Fortunately, Greenall, Whittaker and Thornton are back with Hard Believer, allowing us to unclench. The record is slathered in grandeur, proudly showcasing a poppier bent and soft post-rock twinges; Elbow-esque bouts of Herculean structure are frequent, as is Fink’s penchant for dynamic rivalry, á la Pixies. The form is twisted and warped far more than anything else on Hard Believer, with the heftiest chunk of intrigue coming from the camps concerned with volume, pace and evolution. Whereas in the early days Fink drew comparisons to Jack Johnson, perhaps Keaton Henson is a more applicable parallel in 2014.
Darkness reigns supreme, and the frequently utilised tactics of lugubriously plodding entwined guitar merging with the trudge of kick beats imply a sense of reluctance, or impetus via duty. Tracks like Too Late, Truth Begins, Looking Too Closely and the mournful Green And Blue are the best evidence of these timbres. There’s a tint of desperation, of hopelessness in Greenall’s once deliciously listless croon; it’s akin to the three-piece trembling along the Green Mile. There’s angst, a despairing obligation – not of creating the music, but rather conveyed by the music – which gives the impression that Fink have a terrifying task ahead of them that they might rather avoid.

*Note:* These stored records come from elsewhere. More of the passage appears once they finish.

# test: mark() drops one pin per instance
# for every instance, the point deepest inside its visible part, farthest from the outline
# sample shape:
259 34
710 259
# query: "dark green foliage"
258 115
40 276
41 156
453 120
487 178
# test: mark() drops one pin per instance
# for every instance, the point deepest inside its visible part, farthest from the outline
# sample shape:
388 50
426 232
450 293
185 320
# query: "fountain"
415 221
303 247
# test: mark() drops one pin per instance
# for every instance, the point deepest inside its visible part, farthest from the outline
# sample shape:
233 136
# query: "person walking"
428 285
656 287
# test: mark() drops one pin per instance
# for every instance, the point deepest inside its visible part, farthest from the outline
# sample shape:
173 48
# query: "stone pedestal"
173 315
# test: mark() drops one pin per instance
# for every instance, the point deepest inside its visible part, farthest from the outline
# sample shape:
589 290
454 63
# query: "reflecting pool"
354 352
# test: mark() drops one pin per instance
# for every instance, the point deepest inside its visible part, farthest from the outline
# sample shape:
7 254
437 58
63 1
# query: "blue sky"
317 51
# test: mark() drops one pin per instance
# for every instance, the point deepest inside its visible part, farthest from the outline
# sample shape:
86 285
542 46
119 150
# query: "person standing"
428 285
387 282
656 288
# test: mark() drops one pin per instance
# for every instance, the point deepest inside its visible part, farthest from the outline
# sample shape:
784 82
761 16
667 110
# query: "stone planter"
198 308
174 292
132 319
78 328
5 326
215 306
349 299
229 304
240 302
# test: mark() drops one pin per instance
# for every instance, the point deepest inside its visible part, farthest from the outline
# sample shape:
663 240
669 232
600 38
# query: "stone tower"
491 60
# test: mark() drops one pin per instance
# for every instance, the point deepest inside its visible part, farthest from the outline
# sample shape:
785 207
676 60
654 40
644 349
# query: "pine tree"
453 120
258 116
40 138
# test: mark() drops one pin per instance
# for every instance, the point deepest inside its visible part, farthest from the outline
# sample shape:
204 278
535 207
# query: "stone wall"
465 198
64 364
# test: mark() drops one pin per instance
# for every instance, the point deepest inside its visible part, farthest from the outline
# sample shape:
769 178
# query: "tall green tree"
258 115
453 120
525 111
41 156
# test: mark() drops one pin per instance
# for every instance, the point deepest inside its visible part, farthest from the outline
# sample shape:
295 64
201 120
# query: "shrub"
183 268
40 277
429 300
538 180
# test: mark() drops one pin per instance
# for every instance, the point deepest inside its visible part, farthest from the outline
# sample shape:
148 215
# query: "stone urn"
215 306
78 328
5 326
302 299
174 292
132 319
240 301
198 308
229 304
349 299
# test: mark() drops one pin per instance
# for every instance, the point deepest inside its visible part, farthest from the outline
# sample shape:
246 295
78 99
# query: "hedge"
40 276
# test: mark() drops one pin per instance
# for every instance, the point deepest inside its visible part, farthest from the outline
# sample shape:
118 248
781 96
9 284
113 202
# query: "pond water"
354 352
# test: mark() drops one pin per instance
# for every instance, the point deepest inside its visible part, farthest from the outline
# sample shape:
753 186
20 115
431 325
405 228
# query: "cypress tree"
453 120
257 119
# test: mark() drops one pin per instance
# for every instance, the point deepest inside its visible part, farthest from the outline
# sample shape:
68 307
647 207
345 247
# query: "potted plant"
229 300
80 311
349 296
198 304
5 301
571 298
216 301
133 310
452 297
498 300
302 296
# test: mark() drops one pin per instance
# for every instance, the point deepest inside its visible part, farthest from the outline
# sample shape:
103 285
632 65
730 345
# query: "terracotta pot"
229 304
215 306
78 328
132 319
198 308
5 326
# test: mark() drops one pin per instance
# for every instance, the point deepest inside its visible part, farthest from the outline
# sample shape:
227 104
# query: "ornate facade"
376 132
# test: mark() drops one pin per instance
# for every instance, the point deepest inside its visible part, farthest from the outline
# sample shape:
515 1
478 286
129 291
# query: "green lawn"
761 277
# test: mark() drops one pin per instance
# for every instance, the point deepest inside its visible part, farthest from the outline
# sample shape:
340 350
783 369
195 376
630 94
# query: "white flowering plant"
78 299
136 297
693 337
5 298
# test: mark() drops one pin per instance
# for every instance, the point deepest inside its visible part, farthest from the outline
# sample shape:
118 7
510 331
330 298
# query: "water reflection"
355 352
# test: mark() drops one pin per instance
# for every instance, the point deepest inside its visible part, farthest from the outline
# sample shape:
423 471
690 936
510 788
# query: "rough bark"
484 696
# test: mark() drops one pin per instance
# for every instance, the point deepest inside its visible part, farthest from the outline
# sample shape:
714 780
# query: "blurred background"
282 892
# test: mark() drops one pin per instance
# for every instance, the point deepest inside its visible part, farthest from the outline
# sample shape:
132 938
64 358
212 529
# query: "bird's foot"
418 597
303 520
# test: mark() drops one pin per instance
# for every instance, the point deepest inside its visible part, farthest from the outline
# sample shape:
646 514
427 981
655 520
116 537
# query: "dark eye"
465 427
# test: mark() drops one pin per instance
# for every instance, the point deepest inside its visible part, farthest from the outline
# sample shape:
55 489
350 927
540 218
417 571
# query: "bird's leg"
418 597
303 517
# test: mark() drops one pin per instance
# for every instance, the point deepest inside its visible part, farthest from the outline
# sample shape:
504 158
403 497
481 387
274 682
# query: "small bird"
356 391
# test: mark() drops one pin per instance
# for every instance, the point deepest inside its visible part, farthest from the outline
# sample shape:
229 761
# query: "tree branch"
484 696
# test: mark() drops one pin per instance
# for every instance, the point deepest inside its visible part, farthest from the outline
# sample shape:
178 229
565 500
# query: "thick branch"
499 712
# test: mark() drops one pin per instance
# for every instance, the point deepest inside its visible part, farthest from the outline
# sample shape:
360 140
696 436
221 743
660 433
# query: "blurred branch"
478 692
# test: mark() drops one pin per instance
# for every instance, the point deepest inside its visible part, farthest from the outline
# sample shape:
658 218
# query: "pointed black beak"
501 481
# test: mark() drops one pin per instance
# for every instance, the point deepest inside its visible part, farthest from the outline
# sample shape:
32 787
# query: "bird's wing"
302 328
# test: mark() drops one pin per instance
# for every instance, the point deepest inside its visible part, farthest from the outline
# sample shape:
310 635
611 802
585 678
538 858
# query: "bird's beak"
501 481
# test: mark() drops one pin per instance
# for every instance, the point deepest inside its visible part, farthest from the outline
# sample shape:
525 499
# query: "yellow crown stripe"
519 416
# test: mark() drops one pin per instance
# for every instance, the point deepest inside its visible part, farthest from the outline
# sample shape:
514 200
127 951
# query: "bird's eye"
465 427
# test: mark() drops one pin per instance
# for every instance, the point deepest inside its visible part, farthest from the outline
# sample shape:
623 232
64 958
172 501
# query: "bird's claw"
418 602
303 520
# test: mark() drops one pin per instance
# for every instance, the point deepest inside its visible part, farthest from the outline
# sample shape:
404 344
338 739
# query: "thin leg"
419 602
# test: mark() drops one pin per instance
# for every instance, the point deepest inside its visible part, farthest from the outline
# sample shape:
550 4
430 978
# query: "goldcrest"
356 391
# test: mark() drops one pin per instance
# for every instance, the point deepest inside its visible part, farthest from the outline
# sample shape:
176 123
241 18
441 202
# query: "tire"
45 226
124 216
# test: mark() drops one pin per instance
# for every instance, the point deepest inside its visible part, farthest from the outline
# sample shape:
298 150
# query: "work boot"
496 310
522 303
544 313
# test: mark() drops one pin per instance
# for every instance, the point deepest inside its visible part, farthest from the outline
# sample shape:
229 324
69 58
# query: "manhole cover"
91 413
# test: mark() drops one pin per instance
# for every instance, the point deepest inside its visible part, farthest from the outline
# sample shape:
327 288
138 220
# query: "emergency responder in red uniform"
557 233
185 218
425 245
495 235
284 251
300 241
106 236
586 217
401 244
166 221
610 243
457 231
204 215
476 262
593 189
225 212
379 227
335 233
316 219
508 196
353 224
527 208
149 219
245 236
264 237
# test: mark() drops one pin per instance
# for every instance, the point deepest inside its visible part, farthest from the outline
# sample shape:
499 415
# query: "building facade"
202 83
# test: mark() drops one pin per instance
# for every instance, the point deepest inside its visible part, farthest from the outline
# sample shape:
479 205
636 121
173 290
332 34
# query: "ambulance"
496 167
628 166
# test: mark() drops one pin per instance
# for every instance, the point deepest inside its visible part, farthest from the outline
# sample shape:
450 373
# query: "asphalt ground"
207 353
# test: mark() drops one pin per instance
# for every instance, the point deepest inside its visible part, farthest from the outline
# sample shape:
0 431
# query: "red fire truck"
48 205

It’s not all doom’n’gloom, however. The bluesy-speckled Shakespeare rattles off along the beaten path towards psych-country, dust strewn over the metallic twang of geetar and soulful gullet of Greenall. The contrasting positivity is wondrous, darkening the darks and lightening the lights of the whole record. If you look closely enough, Hard Believer is gorgeously experimental – just not necessarily in the obvious ways. The subtle blues-funk groove of the title track exists in the same capacity, shining a beacon in the jet-smog fog draped over a lot of the record. Pilgrim, humming and glistening with worldly intonations, is another cavernous epic, spread over continents and aeons, imbued with a strident sense of omnipresence.
It’s a gently ambitious record that Fink places at the sacrificial altar of the public eye. On the surface, there’s a muddiness that inspires nowt, but upon repeated listens, it opens up into a tarnished titan of folk-rock proportions, drenched in heart, passion, ambiguity, complex emotion, time, space, and culture. Deceptively expansive, Fink’s tricksy Hard Believer is essential listening.